National concern over the spread of swine flu led the UK National Health Service to set up a telephone hotline, but also an Internet Website. The site provides a set of tick boxes – a questionnaire – that is self-administered. The answers permit individuals to make a more informed judgment of whether they do, or do not, have swine flu, or a more serious problem, and whether and how they can obtain antivirals. The traffic to this site has been phenomenal — literally crashing the site and forcing the service to add more capacity to deal with the volume of hits. Clearly, it has helped many people gain some personalized information about their own condition. To me, this is more evidence that the Internet has passed a tipping point at which it has become an essential aspect of everyday life and work.
Related journalistic coverage has illustrated that individuals who have been quarantined due to the swine flu have been able to keep in touch over the Internet. E-mail, Skype, and other tools are helping individuals to stay isolated and still get help as needed from friends and family. Preparations are already underway for how the Internet could help students keep up with their studies if they must remain home during the coming months, when the flu epidemic is expected to spike.

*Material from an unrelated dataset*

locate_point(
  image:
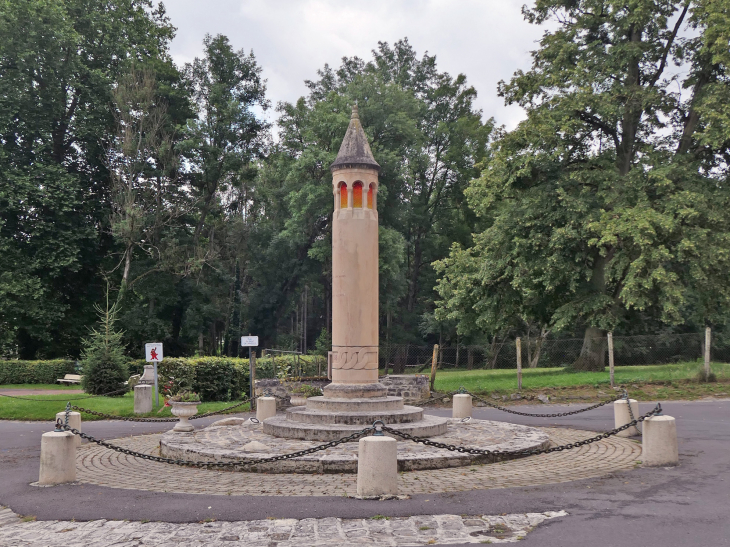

That said, the major media stories have been critical of the services – both the telephone hot line and the Website. One criticism is that the users are not speaking directly to a qualified physician. One editorial claimed that the operator on the hot line had mispronounced several medical terms. Another concern was that users would fabricate their answers in taking the online self-assessment to obtain inappropriate access to antiviral drugs. It stikes me that the whole point of these electronic service options has been to address the impossibility of physicians dealing directly with a flood of individuals calling at their offices or coming into their doctor’s offices or hospitals with the added risk of spreading the virus to others. Doctors have designed the questionnaires and real people are manning the phones, so I would be happy to defend these approaches in comparison with the alternatives — no service or overwhelming demands on health facilities.
This case will be remembered as a real turning point in recognition for what the Internet can contribute in the healthcare arena. Many seniors (70% of whom do not have access to the Internet in the UK), who often believe that the Internet has nothing of relevance for them might learn from this experience. Fortunately, the elderly are less at risk from swine flu, but other flu epidemics and communicable diseases do put senior citizens, or other demographic groups, at risk. Being able to obtain information directly from one’s household is of great importance, as illustrated by this pandemic. The advocates of e-Health have hit a home run in having the courage to establish this Internet service, knowing it would be a target of criticism, and demonstrating that the Internet can provide a response to contagious disease or the risk of spreading a flu virus.
Soon we should be learning something from the patterns of use of this Website. It should be possible to have more information to map the incidence and spread of swine flu by tracking access to this and other Websites focused on this flu. In such ways, services such as this can help generate additional information that will help address public concerns.